Special guest to Introduce the Queen of Katwe:
Marie Ferdinand was a basketball superstar at LSU where she was enshrined as a member of the LSU Sports Hall of Fame. She was the 8th pick for the WNBA and was selected by the Utah Stars. Fortunately, the team has become the SA Stars!
Marie was a 3x All Star and still holds the league record for career steals (246.) A versatile shooting guard, she signed with the LA Sparks and played along- side Hall of Famer, Lisa Leslie. To date, she is the only Haitian American to play in the WNBA.
Marie realized after many years of WNBA action, her true passion was youth basketball. It allowed her to help put an emphasis on the true value of teamwork and overcoming adversity. She also realized what a role it played in enabling her to leave the island and see the world. As a result, she retired in 2012.

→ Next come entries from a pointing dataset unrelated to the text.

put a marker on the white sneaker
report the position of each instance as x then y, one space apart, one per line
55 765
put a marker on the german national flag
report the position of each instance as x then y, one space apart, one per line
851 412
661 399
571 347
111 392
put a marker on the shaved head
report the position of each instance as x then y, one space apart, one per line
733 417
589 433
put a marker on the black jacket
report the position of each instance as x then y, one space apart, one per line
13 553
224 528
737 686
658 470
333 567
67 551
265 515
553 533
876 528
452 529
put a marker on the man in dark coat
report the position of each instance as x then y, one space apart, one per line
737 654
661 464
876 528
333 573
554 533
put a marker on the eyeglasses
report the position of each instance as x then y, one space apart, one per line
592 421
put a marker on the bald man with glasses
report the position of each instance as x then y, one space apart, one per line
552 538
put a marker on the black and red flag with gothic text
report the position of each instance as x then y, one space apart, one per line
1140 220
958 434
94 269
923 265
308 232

2014 was the year Marie created the RISE Basketball Academy. The program provides an experience that’s rewarding and effective. The Academy’s core value is to effectuate positive changes for the participants. Individual life skills can be applied through basketball skills. Marie is also the founder of the Marie Ferdinand Foundation. The Foundation was created to demonstrate how she successfully used sports as an avenue to a full scholarship at LSU and a successful career in the WNBA.
Marie and her family reside in San Antonio. Her goal is to prove that enhancement of one’s athletic aptitude with a positive attitude can take you where you want to be, regardless of adversities or hardships.
Marie Ferdinand says it best: Teach Kids to Win in Life, Not Just in Sports.